Origin = (163.949999999999989,-31.949999999999999)
Pixel Size = (0.100000000000000,-0.100000000000000)
Corner Coordinates:
Upper Left  ( 163.9500000, -31.9500000) (163d57' 0.00"E, 31d57' 0.00"S)
Lower Left  ( 163.9500000, -49.0500000) (163d57' 0.00"E, 49d 3' 0.00"S)
Upper Right ( 180.0500000, -31.9500000) (180d 3' 0.00"E, 31d57' 0.00"S)
Lower Right ( 180.0500000, -49.0500000) (180d 3' 0.00"E, 49d 3' 0.00"S)
Center      ( 172.0000000, -40.5000000) (172d 0' 0.00"E, 40d30' 0.00"S)
...

The origin uses excessive precision for the formatting for the first and fourth geotransform terms.

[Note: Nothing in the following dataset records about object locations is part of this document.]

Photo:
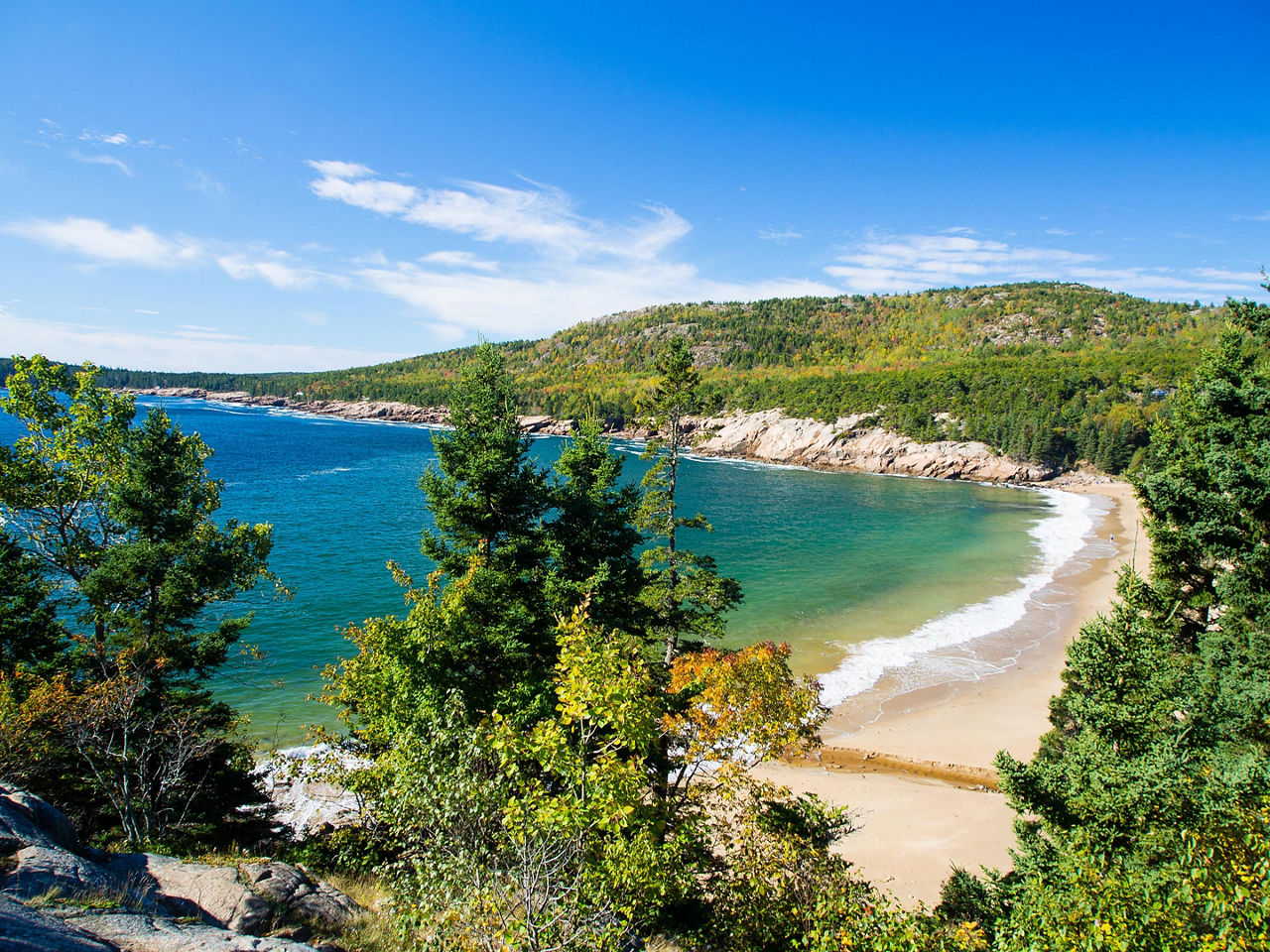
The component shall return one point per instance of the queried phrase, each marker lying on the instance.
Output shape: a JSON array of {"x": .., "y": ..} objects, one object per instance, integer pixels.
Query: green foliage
[
  {"x": 119, "y": 524},
  {"x": 1035, "y": 370},
  {"x": 592, "y": 538},
  {"x": 684, "y": 590},
  {"x": 28, "y": 627},
  {"x": 1144, "y": 806}
]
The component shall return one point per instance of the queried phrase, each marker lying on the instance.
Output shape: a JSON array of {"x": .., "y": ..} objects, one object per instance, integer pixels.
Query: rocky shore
[
  {"x": 58, "y": 895},
  {"x": 851, "y": 443}
]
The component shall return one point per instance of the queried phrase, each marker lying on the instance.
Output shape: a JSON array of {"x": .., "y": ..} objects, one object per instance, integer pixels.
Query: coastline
[
  {"x": 851, "y": 443},
  {"x": 916, "y": 767}
]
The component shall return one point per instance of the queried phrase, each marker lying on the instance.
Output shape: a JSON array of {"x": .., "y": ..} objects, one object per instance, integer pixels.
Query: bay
[{"x": 833, "y": 562}]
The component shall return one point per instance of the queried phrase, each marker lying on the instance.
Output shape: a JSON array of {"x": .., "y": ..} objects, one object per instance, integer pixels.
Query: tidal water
[{"x": 860, "y": 574}]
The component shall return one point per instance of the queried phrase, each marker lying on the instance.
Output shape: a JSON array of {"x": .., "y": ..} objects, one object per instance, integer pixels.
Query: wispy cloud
[
  {"x": 281, "y": 270},
  {"x": 539, "y": 216},
  {"x": 206, "y": 182},
  {"x": 911, "y": 262},
  {"x": 780, "y": 238},
  {"x": 881, "y": 263},
  {"x": 102, "y": 243},
  {"x": 549, "y": 266},
  {"x": 180, "y": 348},
  {"x": 460, "y": 259},
  {"x": 113, "y": 139},
  {"x": 113, "y": 162}
]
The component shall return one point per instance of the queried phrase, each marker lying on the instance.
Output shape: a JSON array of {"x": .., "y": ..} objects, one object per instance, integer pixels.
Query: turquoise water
[{"x": 830, "y": 562}]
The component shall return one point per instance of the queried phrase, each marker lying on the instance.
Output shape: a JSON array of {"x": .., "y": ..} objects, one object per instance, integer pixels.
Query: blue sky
[{"x": 249, "y": 186}]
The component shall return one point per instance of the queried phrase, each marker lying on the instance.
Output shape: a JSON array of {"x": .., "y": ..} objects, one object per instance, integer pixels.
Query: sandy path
[{"x": 920, "y": 777}]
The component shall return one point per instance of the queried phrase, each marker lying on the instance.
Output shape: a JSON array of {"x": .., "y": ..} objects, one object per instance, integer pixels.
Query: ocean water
[{"x": 861, "y": 574}]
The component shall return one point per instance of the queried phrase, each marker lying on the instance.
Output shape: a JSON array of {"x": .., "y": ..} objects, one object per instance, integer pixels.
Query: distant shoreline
[{"x": 849, "y": 444}]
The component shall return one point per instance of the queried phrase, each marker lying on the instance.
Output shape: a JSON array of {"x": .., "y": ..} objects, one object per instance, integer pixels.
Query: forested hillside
[{"x": 1042, "y": 371}]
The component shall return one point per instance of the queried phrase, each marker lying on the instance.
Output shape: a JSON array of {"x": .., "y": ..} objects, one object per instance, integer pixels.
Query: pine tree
[
  {"x": 592, "y": 537},
  {"x": 488, "y": 502},
  {"x": 121, "y": 521},
  {"x": 684, "y": 590}
]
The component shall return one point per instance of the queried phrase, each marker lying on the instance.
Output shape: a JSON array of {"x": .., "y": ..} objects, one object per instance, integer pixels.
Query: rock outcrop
[
  {"x": 767, "y": 435},
  {"x": 91, "y": 901},
  {"x": 853, "y": 443}
]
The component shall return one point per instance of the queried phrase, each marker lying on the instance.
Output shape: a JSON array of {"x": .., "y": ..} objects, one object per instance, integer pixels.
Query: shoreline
[
  {"x": 916, "y": 766},
  {"x": 851, "y": 443}
]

This can be inspected an re-created using the SWIG API:

>>> from osgeo import gdal
>>> gdal.UseExceptions()
>>> ds = gdal.Open('2m_temperature.grb.tif')
>>> ds.GetGeoTransform()
(163.95, 0.1, 0.0, -31.95, 0.0, -0.1)
>>> [f"{v:.15f}" for v in ds.GetGeoTransform()]
['163.949999999999989', '0.100000000000000', '0.000000000000000', '-31.949999999999999', '0.000000000000000', '-0.100000000000000']

and the the corner coordinates from gdalinfo don't show any precision errors since they use a fixed precision with 7 decimal places. With this respect, this PR is an improvement since the corner coordinates are represented the same as gdalinfo.

[groutr]

This might be addressed by numerical accuracy fixes in #3315 for poorly conditioned transforms.